Negli anni quaranta dell’Ottocento, quando Giselle nacque, non poteva esistere niente di più contemporaneo. Si è capito fin da subito che questo balletto pieno di passione, poesia e raffinatezza sarebbe stato un caposaldo nella storia della danza. Non è servito aspettare tanto per rendersi conto che una donna che difende con le unghie e con i denti la purezza del suo sorriso e del suo animo romantico danzando per difendersi dal grigiore delle logiche di potere è un tema senza tempo. Non a caso oggi siamo ancora qui a parlare di questa “macchina perfetta” che, proprio quando nega contenuti e forme originarie, rivela al massimo la sua natura rivoluzionaria.
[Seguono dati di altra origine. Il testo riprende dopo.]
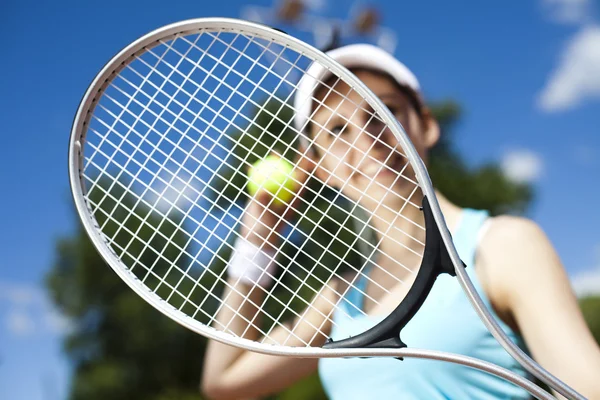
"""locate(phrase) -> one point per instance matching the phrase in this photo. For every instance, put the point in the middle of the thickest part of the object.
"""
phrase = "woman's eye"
(337, 130)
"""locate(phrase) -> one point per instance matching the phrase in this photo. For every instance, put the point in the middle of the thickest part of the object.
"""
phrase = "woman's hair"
(413, 97)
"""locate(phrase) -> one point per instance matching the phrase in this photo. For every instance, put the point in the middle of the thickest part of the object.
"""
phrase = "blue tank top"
(446, 322)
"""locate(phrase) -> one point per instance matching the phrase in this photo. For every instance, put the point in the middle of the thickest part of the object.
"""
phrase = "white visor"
(350, 56)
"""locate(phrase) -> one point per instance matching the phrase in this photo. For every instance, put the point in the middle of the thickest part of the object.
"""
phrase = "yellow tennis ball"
(275, 175)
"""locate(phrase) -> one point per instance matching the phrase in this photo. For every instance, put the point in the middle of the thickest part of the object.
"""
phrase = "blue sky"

Più che del tentativo di preservare una tradizione di opere quindi, sembra opportuno riflettere sulla volontà da parte dei coreografi-autori contemporanei di rifiutare la stabilità per legittimare dei tradimenti, inventare ex-novo una tradizione, una poetica artistica, anche a costo di rischiare spingendosi oltre e accettando qualche diffidenza da parte del pubblico. Difendiamoci, quindi, da ogni pregiudizio che cerchi di associare la ricostruzione con una pratica arida o artisticamente meno rilevante rispetto a una cosiddetta versione “originale”: riscrivere la danza oggi non significa soltanto ricreare, o nel peggiore dei casi copiare, un movimento nel modo più veritiero possibile, ma è anzitutto un compito critico e analitico. Di conseguenza quello che fino a poco fa poteva essere considerato un “ri-fare” diventa solo ed esclusivamente un “fare”, da comprendere e accettare come tale.